Miss Cherry trembled a little, having some fear of false doctrine before her eyes. ‘Everybody, I hope, who loves God. There are bad people, Cara; but we don’t know them, you and I.’

‘Who love God? but I never think of God, Aunt Cherry. At least, I do now; I wonder. But if they did not do that, would they still go to heaven all the same?’

‘God loves us, dear,’ said Cherry, with the tears in her soft eyes. ‘Fathers and mothers love their children, whether their children love them or not. That is all we know.

‘Whatever they do? if they even laugh, and go wrong? Yes,’ said Cara, very thoughtfully, ‘I suppose papa would not send me away, out into the dark, if I did ever so wrong.’

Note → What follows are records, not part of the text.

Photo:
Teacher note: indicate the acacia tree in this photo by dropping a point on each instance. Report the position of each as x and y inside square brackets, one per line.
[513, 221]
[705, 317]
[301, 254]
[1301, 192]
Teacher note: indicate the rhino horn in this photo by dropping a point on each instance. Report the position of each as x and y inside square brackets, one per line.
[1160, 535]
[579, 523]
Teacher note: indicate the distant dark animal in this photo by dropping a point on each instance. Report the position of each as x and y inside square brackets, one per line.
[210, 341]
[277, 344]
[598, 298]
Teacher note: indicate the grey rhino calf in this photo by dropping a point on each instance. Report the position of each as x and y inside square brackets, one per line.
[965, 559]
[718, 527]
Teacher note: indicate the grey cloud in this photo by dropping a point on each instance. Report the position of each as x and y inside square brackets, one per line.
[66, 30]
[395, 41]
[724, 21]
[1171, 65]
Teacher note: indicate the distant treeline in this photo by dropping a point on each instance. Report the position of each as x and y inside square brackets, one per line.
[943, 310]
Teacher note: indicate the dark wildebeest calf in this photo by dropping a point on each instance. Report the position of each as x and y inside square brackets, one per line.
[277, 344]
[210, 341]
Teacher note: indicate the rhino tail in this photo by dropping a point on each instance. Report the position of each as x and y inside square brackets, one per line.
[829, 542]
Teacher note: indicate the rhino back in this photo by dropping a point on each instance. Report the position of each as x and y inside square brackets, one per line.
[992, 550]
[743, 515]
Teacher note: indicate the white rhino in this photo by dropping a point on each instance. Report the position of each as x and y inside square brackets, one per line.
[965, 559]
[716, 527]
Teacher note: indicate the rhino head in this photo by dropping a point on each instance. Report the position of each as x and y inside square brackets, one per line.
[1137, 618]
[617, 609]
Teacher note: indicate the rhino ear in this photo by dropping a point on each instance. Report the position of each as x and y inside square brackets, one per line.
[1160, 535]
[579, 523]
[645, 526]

‘I am sure he would not; but you must not think of such things, dear; they are too difficult for you. When you are older, you will understand better,’ Cherry said, faltering, and with something in her heart which contradicted her; for did not the child ‘understand’ better than she?

Then Cara started another difficulty, quite as appalling; facing it with innocent confidence, yet wonder: ‘What sort of a place,’ she asked, softly, looking up with her blue eyes full of serious faith and awe, ‘is heaven?’

‘Oh, my dear,’ said Miss Cherry, ‘you ask me what I would give all I have in the world to know! There are so many whom I love there.’